In fondo, la Legge Giusta – ovverosia quella che ci implica in prima persona –, è quella che non si e-legge e che allo stesso tempo non si può nondimeno eludere (forse ci si può voltare dall’altra parte, ma non si può di certo esimersi dall’indignazione o sentirsi obbligati ad intervenire davanti ad un sopruso perpetuato ingiustamente dal potere nei confronti di chicchessia). Nell’ordinamento vigente, dove ha valore unicamente l’interpretazione della Legge – a proprio favore e svantaggio altrui –, prevale ovviamente una certa intermittenza nel perseguimento della norma: ciò che non mi conviene fare (sotto qualsiasi punto di vista) cerco in tutti i modi (più o meno leciti) di non farlo; nella Legge fondata invece sulla giusta consuetudine non è possibile in alcun modo scavalcare i precetti che essa declama, poiché questo sarebbe un calpestio anzitutto dei nostri modi di vivere o, per tornare da dove sono partito, della nostra spiritualità laica.
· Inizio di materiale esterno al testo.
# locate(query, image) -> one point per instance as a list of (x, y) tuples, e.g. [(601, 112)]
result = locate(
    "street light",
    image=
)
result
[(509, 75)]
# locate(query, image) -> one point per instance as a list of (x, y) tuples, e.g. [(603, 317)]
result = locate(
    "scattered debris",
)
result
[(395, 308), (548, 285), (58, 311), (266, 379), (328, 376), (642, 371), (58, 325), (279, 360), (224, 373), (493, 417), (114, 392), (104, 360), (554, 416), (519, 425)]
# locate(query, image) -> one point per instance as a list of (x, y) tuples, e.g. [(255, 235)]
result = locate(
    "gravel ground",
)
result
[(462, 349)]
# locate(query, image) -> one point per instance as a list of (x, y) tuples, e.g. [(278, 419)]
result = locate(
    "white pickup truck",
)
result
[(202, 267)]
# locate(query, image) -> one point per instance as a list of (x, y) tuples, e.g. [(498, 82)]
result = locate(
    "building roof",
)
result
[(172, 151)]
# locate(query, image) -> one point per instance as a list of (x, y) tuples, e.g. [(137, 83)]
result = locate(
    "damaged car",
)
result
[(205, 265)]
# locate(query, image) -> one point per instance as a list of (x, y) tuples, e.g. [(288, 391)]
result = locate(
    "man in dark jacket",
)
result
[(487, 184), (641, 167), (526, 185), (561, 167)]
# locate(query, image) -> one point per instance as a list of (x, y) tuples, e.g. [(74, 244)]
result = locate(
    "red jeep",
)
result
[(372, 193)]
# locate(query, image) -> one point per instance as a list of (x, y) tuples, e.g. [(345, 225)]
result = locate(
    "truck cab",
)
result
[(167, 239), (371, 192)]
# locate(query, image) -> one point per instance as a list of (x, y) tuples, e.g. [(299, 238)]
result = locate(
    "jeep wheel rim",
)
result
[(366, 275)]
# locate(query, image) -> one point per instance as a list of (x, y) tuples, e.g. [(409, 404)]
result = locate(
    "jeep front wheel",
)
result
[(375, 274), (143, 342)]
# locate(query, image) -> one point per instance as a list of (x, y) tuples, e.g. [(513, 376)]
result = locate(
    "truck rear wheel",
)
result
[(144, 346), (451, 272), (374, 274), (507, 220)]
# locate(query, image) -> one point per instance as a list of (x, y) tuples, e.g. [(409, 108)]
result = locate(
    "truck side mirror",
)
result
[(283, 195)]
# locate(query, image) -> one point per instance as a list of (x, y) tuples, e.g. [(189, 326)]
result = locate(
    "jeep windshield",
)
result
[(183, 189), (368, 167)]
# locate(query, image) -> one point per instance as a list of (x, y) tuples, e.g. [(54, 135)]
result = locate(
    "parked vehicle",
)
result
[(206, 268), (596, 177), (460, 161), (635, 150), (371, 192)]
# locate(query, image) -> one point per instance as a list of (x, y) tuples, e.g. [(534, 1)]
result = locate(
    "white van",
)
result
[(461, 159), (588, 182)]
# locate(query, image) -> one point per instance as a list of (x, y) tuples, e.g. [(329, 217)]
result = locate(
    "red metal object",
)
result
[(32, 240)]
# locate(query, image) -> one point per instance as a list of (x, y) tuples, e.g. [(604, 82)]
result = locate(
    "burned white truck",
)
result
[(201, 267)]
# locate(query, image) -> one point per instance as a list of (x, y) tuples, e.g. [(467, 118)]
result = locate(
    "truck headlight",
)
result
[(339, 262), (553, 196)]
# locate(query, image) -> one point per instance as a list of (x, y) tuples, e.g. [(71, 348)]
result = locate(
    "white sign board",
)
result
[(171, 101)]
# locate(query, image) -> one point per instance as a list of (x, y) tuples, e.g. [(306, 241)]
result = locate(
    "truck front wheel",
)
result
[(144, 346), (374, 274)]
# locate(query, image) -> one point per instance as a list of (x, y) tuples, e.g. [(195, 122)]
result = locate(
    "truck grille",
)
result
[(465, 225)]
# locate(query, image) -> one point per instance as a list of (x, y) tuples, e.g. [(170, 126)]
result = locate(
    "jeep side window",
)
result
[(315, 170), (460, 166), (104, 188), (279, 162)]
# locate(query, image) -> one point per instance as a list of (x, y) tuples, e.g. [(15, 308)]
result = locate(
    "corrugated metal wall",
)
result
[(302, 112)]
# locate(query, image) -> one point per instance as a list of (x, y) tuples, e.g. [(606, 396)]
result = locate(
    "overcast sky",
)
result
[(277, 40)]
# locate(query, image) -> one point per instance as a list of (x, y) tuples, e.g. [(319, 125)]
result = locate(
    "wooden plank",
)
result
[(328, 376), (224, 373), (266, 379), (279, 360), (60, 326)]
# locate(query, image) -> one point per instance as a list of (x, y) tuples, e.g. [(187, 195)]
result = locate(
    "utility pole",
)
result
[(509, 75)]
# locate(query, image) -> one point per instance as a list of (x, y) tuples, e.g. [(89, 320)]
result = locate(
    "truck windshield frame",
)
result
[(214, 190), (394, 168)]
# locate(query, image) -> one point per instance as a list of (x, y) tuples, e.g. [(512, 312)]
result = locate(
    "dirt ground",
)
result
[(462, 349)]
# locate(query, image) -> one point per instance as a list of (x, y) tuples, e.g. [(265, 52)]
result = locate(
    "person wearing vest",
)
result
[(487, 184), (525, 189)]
La buona Legge allora non dovrebbe in alcun modo modificare alcunché della nostra vita (come un’imposizione, una regola, un imperativo esterno sono soliti fare), ma dovrebbe essere il frutto più buono (poiché maturo) del nostro miglior modo di vivere. «Una legge d’aggregazione governa i minerali […]. Svilupparvi, agire, vivere secondo la vostra legge, è il primo, anzi unico vostro Dovere»[6] La Legge, da questa prospettiva, potrebbe allora anche essere dura e granitica, ma solo a patto d’essere allo stesso tempo anche lucente e preziosa come una pietra rara.
[1]P.Prodi, Profezia, utopia, democrazia, in “Occidente senza utopie”, Il Mulino, Bologna 2016, p.13.
[2]P.Prodi, op.cit. p.14.
[3]G.Mazzini, Dei doveri dell’uomo, 1860; RCS, Milano 2011, p.67.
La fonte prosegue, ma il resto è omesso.